Febbraio a Sanremo fa freddo, l’umidità rovina anche i capelli più laccati. Il mare è irrequieto, il Festival della canzone italiana accende i cuori di milioni di italiani puntata dopo puntata, le strade poco distanti dal lungomare accolgono fiumi di turisti della musica che sperano di incontrare il loro cantante preferito sotto il loro albergo blasonato, le mani di giorno in giorno sono sempre più unte nella lunga ricerca della focaccia più buona, più tipica come la sardenaira rossa con olive taggiasche e alici, che buona che è, più impegnativa socialmente come quella alle cipolle bianche. C’è chi passeggia e chi cammina come maratoneti kenyioti.
A Sanremo a febbraio i ristoranti apparecchiano e sparecchiano con frenesia serata dopo serata, sia quelli che affollano le vie intorno all’Ariston sia quelli arrampicati sulle salite del centro storico, ti siedi stanco dopo lunghe e bellissime giornate di lavoro o di villeggiatura musicale, scorri il menu, ci pensi su, e poi chiedi al cameriere qualche informazione, vista la gentilezza e la professionalità ne approfitti e poni qualche quesito ulteriore su un antipasto che ti stuzzica. «Prendo le verdure alla griglia». «Sono verdure di stagione», risponde il cameriere efficiente. «Bene, quali sono?», chiede il cliente domandone. «Tutti di stagione, zucchine, melanzane e peperoni», informa l’altro sempre gentile. Pausa, ma il silenzio non dura tanto. Il cliente saputello non esita e con un pizzico di arroganza veste i panni del cliente bacchettone, replica piccato col sopracciglio alzato: «Ma non sono di stagione». Sorrisi pieni di imbarazzo, eppure non c’è nulla da ridere.

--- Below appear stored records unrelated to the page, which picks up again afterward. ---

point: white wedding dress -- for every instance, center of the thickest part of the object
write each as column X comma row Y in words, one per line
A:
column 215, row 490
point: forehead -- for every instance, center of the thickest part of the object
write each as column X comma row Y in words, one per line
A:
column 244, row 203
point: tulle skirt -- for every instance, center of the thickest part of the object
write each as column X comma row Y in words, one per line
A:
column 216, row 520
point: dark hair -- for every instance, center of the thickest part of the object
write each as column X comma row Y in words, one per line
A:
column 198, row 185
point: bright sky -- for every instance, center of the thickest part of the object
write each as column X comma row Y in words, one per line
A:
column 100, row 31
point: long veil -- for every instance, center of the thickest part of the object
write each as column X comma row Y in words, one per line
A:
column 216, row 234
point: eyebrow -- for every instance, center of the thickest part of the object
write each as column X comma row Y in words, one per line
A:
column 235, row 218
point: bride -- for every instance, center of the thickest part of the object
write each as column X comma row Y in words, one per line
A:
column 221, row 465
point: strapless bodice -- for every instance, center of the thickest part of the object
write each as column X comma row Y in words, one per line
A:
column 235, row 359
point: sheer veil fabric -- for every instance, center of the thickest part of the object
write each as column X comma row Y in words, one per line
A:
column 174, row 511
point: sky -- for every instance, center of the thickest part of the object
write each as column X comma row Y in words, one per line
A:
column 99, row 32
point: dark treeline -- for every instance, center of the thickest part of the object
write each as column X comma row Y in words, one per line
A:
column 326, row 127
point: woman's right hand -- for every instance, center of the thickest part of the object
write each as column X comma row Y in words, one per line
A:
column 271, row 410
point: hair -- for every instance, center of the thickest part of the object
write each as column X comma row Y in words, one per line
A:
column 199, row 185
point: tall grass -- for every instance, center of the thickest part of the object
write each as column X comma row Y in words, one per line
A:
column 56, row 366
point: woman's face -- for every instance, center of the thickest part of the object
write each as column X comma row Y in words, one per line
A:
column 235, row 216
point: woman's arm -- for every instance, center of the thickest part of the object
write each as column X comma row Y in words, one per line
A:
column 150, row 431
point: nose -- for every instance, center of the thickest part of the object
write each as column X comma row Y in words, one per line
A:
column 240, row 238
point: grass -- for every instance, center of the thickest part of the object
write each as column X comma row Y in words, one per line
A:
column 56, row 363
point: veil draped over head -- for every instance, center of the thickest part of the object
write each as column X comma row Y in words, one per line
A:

Non è la prima volta che capita, non sarà l’ultima, non riguarda solo Sanremo, è tutta Italia che non sa più che verdure si mangiano di mese in mese, cosa dà la terra seguendo il tempo che passa. Rimane più sconsolazione che rabbia. Le responsabilità sono molteplici, le colpe impossibili da attribuire a tutti gli attori in gara. Probabilmente anche noi dobbiamo interrogarci sulla narrazione mancata su questi temi, o quella fatta, anche se inconsapevolmente, sulla destagionalizzazione. È da illusi chiedere alle cucine di non servire ortaggi fuori dalla loro stagione di origine? È da rompiscatole pretendere dalle famiglie di smetterla di mangiare i pomodori a dicembre? O ai gruppi di acquisto solidali, che fanno dell’etica la loro stella polare, di non ordinare pesanti cassette di verdura piene di quello che non dovrebbe esserci? Probabilmente sì, è da illusi, perché ormai di stagione non ci sono neppure i fiori che vengono regalati ai cantanti sul palco dell’Ariston.